最後，我們繼續針對IP網路環境上的訊務監控調節機制提出最佳化設計。而IP網路的訊務監控調節機制，主要是以定義在差異化服務(differentiated services, DiffServ) 模型中的「訊務調節器(traffic conditioner)」所執行的訊務調節功能為主，因此我們便針對訊務調節器中的核心關鍵性組件－訊務封包標記器(traffic maker)，以網際網路標準組織IETF所建議的「雙速率三顏色封包標記器(two-rate-three-color-marker, TRTCM)」方法為基礎，提出一「效能增強型訊務封包標記器(enhanced traffic marker)」方法，在既有（消極）的監控性管制調節功能之外，再增加公平標記與積極性封包合法位階促升(promotion) 功能。模擬結果顯示，我們所設計的「效能增強型訊務封包標記器」的確可以在一合成訊務流中，對其各組成分流的封包合法位階標記做到精確檢出及公平標記的目的。同時，其不僅可以在系統資源足夠的時候，把過去曾經因為「局部(local)」網路壅塞或較嚴格的訊務合約(traffic contract) 導致合法位階被調降的封包再度提升至其原有的合法位階標記，還能夠進一步積極地盡可能提升其他封包的合法位階以享有較佳品質的封包處理動作，如此可在不違反訊務合約的狀況下，達到充分利用系統資源並增進受監控訊務連線的上層應用程式服務品質的目的。因此模擬結果也顯示，我們所設計的「效能增強型訊務封包標記器」比起傳統單純的「雙速率三顏色封包標記器」方法，在各合法位階的訊務上皆有較高（但仍合於訊務合約）的封包輸出速率(throughput)。
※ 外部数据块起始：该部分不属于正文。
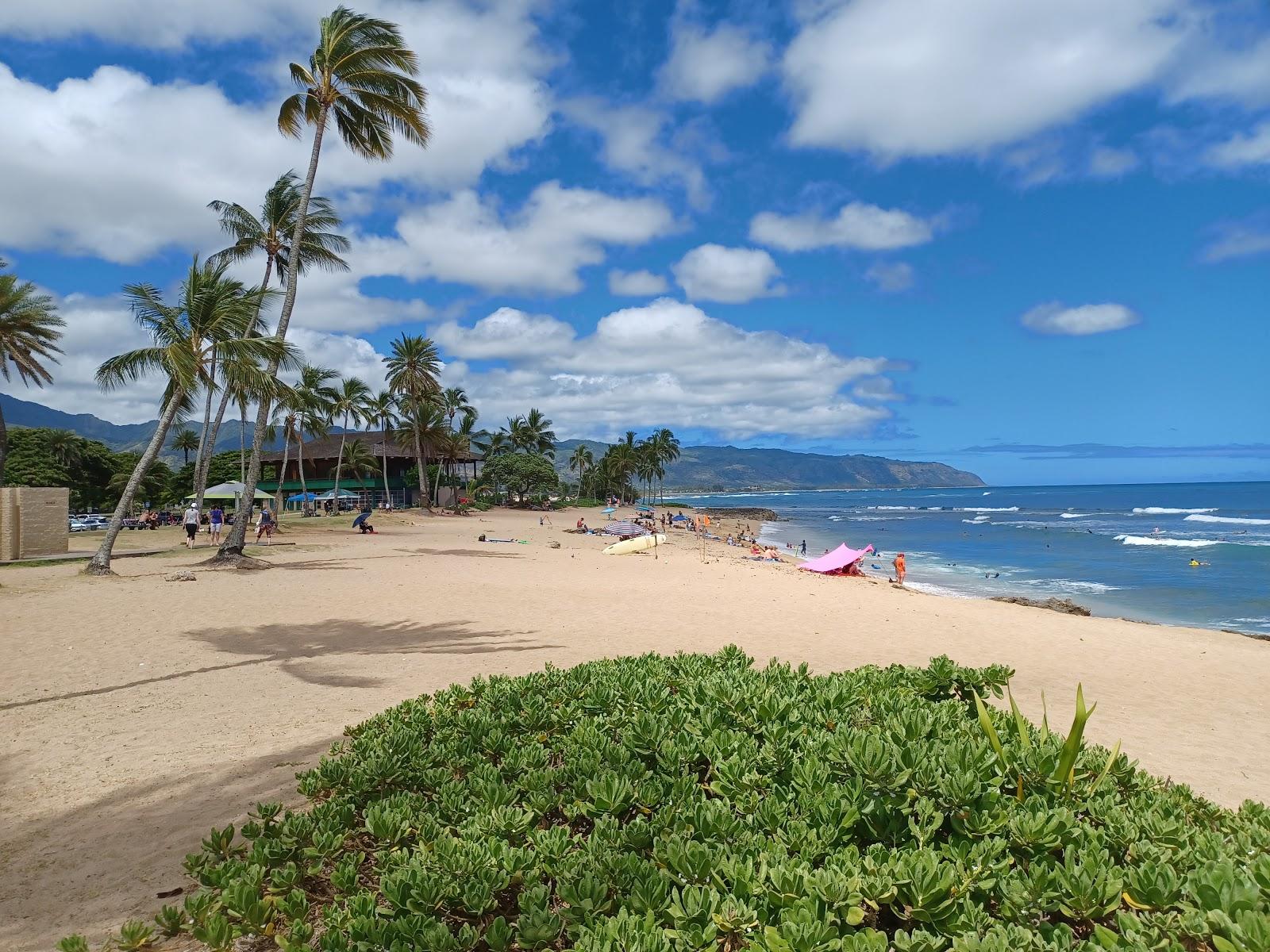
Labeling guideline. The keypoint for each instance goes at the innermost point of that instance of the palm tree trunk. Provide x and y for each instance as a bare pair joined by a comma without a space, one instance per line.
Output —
233,545
101,562
4,444
283,473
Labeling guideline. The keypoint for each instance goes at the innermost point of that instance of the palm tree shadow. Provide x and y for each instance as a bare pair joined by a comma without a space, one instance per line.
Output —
292,645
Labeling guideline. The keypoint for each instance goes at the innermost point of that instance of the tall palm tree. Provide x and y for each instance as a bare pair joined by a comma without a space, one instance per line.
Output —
186,440
215,314
579,461
351,397
381,412
413,368
361,76
271,234
29,330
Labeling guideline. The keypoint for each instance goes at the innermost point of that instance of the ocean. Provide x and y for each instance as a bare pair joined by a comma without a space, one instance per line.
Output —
1122,551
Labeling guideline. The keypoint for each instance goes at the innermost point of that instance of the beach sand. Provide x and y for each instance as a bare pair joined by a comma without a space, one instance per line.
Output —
137,714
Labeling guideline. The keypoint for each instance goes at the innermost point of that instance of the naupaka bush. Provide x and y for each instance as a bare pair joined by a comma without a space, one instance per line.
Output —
696,804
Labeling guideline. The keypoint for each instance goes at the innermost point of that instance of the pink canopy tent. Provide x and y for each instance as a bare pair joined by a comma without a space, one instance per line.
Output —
838,559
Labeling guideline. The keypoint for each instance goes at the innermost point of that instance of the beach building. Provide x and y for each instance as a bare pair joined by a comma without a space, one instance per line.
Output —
321,456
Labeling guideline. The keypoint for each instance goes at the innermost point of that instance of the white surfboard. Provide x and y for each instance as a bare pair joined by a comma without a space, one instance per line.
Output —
635,545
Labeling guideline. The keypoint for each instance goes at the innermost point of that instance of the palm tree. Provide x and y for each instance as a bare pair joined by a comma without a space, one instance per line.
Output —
186,440
581,461
271,235
349,403
216,315
413,368
381,412
357,460
29,330
361,76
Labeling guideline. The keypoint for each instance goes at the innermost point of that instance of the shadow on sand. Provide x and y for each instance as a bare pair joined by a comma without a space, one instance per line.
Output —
291,645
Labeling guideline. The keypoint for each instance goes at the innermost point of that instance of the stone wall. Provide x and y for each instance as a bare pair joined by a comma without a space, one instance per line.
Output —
33,520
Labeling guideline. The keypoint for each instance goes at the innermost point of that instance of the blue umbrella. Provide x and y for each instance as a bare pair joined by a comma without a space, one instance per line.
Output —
626,530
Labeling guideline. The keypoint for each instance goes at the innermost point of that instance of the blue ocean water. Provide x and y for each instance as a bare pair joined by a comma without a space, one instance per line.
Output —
1121,550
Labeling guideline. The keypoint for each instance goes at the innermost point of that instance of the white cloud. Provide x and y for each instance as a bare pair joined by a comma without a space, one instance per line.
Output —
635,283
856,225
1242,149
1108,163
76,177
1238,240
541,247
897,78
634,143
891,277
729,274
643,367
708,63
1079,321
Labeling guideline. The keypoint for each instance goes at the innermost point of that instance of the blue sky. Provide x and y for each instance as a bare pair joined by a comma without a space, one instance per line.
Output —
1029,240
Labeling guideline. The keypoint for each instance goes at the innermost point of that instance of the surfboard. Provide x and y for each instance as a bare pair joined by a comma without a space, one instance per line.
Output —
635,545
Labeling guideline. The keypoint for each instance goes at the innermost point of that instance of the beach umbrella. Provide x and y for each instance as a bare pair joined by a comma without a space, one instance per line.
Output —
624,528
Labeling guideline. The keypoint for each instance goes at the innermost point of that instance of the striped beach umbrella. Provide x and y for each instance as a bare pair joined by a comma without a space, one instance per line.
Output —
626,530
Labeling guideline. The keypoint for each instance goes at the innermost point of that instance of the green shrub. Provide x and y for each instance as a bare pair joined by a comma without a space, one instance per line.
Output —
696,804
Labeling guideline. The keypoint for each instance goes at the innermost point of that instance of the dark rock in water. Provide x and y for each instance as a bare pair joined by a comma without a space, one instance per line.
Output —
743,513
1056,605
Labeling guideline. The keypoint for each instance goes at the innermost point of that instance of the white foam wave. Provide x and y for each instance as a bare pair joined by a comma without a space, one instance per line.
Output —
1166,511
1170,543
1227,520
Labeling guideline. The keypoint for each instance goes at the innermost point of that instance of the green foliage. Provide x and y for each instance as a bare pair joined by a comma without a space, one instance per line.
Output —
524,474
696,804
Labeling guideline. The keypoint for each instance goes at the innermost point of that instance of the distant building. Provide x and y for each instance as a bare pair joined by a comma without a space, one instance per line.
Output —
321,455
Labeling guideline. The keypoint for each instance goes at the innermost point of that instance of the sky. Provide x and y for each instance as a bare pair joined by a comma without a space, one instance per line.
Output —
1030,240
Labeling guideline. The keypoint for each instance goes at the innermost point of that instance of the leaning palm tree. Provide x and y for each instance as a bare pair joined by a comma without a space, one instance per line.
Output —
361,76
413,367
579,461
381,412
186,440
29,330
271,234
351,397
215,314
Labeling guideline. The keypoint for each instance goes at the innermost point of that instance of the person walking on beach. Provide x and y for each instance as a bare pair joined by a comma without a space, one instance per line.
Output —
190,524
264,526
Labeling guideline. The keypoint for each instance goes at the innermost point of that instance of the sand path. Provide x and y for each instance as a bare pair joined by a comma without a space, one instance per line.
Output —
135,714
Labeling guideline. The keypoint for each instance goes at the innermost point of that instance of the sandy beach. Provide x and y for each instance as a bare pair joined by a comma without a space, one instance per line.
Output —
137,712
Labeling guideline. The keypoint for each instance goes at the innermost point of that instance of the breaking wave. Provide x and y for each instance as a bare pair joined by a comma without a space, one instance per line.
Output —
1227,520
1172,543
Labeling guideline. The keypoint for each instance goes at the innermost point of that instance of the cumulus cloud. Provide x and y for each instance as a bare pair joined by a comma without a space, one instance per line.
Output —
635,283
1238,239
1057,319
891,277
729,274
903,78
856,225
666,363
634,141
75,177
540,247
708,63
1242,149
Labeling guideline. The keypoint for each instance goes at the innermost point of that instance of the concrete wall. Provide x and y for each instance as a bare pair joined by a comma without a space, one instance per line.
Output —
33,520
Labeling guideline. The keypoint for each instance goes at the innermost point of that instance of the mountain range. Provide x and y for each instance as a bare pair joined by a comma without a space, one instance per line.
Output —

To support bursty-transmission and heterogeneous quality of services (QoS) requirements for multimedia services, a suite of well-designed sophisticated traffic control scheme is required to effectively enhance the system utilization. The non-stationarity of work-loads, together with heterogeneous traffic characteristics and QoS constraints of multimedia services, indeed constitute the necessity for applying intelligent techniques in multimedia high-speed networks. In this dissertation, the traffic control functions involving the connection admission control (CAC) and the traffic policing for multimedia high-speed networks by neural/fuzzy intelligent techniques are studied. Both ATM and IP networks which can be utilized to construct the multimedia high-speed networks are considered in this dissertation.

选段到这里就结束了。